Ten years ago, almost to the day, The Sunday Post-Journal on the first Sunday in May featured three stories on the state Commission on Local Government Efficiency and Competitiveness.

There was hope then that the report would be a roadmap that moved New York’s system of government from the age of the horse and buggy into something more modern and efficient. The commission’s report hasn’t been the game-changer we had hoped it would be, though that isn’t the fault of the commission or its chairperson, former Jamestown Mayor Stan Lundine. We stated 10 years ago, right here in this very space, that opposition had already begun to form against some of the more noteworthy recommendations. That opposition has kept the status quo in place, with the exception of some mergers of towns and villages.

Our maze of governments is based in the 1800s. Our problems are modern. Let us give credit, then, to local governments who have shown themselves capable of working together on the nuts and bolts of government — sharing equipment, mutual aid for first responders, helping each other with landfill credits to facilitate large-scale cleanups of buildings destroyed by fires. Jamestown and Ellicott police officers work well together on the Metro Drug Task Force. Celoron and the Jamestown Board of Public Utilities came together last year to find a way to secure water service to Celoron homes that didn’t have usable water. These type of shared services and more happen behind the scenes on a regular basis. We’re glad to see them being handled.

At the same time, our elected officials find themselves less capable of working together on big issues.

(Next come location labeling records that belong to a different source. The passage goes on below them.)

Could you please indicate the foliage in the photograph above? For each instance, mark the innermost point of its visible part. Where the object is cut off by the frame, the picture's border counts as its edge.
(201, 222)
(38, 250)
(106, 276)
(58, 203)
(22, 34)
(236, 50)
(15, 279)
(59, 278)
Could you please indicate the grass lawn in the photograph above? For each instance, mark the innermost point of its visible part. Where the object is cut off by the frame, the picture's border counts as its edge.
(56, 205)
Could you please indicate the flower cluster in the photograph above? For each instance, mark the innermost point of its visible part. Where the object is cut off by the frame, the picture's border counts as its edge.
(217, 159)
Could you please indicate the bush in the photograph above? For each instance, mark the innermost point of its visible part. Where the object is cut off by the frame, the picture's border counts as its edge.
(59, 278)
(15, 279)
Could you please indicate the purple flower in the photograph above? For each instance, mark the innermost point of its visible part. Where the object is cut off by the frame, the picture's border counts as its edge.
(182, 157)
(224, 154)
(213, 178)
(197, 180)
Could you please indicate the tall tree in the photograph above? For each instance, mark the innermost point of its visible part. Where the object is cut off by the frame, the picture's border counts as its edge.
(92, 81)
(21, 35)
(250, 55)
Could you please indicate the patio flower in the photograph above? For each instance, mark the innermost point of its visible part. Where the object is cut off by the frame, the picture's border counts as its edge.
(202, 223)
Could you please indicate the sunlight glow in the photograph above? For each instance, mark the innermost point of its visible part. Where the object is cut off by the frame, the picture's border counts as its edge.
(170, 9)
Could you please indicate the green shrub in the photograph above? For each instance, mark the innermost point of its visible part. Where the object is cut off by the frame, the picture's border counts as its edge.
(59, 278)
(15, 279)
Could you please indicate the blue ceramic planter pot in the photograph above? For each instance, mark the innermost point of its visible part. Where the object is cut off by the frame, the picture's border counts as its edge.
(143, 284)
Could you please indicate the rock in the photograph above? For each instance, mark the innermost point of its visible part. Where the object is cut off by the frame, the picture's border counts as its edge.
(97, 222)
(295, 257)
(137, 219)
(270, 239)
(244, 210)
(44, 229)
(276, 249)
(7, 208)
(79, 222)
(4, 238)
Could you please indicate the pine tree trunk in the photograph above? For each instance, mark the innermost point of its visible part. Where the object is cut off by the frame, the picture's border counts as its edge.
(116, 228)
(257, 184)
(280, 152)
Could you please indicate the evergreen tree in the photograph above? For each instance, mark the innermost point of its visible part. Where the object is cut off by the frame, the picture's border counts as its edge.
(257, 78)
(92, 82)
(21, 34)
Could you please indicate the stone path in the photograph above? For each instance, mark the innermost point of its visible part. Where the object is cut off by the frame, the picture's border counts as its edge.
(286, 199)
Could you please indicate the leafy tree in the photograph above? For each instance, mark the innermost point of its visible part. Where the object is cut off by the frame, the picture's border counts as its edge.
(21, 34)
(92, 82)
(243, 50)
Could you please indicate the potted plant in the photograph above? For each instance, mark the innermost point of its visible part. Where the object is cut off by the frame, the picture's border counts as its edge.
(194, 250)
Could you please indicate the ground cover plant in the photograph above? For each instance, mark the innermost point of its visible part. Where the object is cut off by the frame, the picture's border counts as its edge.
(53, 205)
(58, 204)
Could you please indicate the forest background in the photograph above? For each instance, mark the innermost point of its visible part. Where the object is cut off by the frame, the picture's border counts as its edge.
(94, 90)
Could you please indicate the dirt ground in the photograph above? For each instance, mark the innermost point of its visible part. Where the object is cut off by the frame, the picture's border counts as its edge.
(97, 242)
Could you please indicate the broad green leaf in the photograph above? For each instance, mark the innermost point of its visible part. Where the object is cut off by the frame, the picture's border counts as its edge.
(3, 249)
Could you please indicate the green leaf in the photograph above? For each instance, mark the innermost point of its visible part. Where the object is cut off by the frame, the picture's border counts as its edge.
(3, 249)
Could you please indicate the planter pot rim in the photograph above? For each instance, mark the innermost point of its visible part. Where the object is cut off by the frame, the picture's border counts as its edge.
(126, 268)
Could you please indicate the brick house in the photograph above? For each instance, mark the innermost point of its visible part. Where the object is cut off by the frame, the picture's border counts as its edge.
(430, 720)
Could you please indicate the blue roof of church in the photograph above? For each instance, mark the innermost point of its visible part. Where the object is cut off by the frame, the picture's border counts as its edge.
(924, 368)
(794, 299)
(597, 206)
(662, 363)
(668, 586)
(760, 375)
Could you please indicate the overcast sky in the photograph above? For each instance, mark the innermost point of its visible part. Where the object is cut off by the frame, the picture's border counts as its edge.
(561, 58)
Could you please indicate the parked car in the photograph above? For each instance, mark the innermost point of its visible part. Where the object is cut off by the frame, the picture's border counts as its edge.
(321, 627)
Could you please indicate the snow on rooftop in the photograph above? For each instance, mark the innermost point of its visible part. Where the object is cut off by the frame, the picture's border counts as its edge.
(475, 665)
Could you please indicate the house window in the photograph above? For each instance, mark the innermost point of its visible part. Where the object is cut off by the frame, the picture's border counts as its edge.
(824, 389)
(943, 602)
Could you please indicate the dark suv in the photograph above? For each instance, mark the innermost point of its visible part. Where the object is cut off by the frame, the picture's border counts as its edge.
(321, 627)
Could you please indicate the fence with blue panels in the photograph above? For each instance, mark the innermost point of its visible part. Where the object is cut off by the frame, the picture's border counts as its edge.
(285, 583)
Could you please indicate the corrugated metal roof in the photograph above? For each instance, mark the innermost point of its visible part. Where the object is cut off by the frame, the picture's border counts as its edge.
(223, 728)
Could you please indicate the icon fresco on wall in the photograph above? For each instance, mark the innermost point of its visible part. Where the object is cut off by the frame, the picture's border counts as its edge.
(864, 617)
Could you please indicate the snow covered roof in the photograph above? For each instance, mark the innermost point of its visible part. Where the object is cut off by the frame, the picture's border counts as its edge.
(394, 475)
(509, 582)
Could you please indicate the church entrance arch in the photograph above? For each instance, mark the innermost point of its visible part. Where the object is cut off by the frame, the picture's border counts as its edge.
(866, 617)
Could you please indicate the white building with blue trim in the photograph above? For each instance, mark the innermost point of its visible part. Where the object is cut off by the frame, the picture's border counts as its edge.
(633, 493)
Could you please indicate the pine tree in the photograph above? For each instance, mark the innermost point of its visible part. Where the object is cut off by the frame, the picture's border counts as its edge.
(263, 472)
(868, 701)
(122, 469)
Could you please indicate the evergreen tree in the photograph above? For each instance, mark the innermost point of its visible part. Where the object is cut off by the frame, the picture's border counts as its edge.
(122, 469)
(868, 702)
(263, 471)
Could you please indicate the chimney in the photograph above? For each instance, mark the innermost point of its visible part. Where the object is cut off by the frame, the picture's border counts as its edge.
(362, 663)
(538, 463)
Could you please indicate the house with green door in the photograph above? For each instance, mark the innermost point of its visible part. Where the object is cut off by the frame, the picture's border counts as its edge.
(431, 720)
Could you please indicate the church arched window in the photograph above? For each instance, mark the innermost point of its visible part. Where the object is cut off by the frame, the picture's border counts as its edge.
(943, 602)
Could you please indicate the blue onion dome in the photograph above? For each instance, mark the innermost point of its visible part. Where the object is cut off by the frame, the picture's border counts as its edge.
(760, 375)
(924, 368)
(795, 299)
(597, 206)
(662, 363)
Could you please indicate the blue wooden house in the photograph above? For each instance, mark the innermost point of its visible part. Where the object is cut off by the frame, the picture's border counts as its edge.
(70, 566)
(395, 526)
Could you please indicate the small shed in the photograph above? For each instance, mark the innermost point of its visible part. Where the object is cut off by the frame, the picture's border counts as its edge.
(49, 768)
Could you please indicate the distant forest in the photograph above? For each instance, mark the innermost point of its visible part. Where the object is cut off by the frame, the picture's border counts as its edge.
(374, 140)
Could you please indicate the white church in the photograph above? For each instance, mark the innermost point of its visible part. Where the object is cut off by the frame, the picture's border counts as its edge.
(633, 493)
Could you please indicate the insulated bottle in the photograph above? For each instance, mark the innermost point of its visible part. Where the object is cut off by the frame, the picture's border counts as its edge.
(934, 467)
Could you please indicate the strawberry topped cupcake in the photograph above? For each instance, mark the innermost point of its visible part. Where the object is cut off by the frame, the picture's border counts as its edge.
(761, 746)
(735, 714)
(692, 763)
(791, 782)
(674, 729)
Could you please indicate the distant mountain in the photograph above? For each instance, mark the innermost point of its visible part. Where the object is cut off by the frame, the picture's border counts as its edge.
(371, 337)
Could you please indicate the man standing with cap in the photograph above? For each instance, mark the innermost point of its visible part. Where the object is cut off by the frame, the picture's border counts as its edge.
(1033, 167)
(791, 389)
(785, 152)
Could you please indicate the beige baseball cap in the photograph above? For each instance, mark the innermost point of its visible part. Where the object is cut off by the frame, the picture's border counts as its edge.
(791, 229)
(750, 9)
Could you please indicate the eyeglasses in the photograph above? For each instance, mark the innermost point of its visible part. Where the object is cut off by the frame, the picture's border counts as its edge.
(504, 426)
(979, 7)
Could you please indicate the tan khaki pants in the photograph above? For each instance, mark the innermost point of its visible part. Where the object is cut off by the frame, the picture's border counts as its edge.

An agreement between the Jamestown Police Department and the Chautauqua County Sheriff’s Department has been talked about for more than 10 years, but one wonders if it would have made more sense to include the Lakewood-Busti police in the mix as well to create a true metro police force in the south county. Jamestown angered its neighbors in Falconer and Ellicott by trying to annex BPU-owned property. A water service agreement between Ellicott and the BPU has stalled, hopefully temporarily, after Ellicott officials thought the deal was done. What’s worse, we aren’t collectively discussing the real issues each of these municipalities faces — escalating costs, a harsh business climate for manufacturing and big-box stores that drive taxable assessment,

These disagreements are counterproductive and need to come to an end. We think the way to end these disagreements is to embrace our shared past. There was a time, not long ago, when members of the Jamestown, Falconer, Celoron, Ellicott, Lakewood and Busti governments met on a regular basis to work on regional issues through the Metro 6 group. Some of Metro 6’s discussions didn’t go anywhere. Others are here, just not in the form in which they were originally discussed. It doesn’t matter, frankly, that the meetings didn’t change the world. It matters that officials from those six governments who depend so much on each other were talking regularly. It matters that hard feelings didn’t have time to fester over months or years. It matters that six bright people were in a room where ideas could be shared.

It’s time for Metro 6 to be revived. It’s time for the mayors of Jamestown, Falconer, Lakewood and Celoron and the town supervisors of Ellicott and Busti to be in the same room again. It’s time for open communication. It’s time for ideas that benefit the south county. Most importantly, it’s time to bury the hatchet.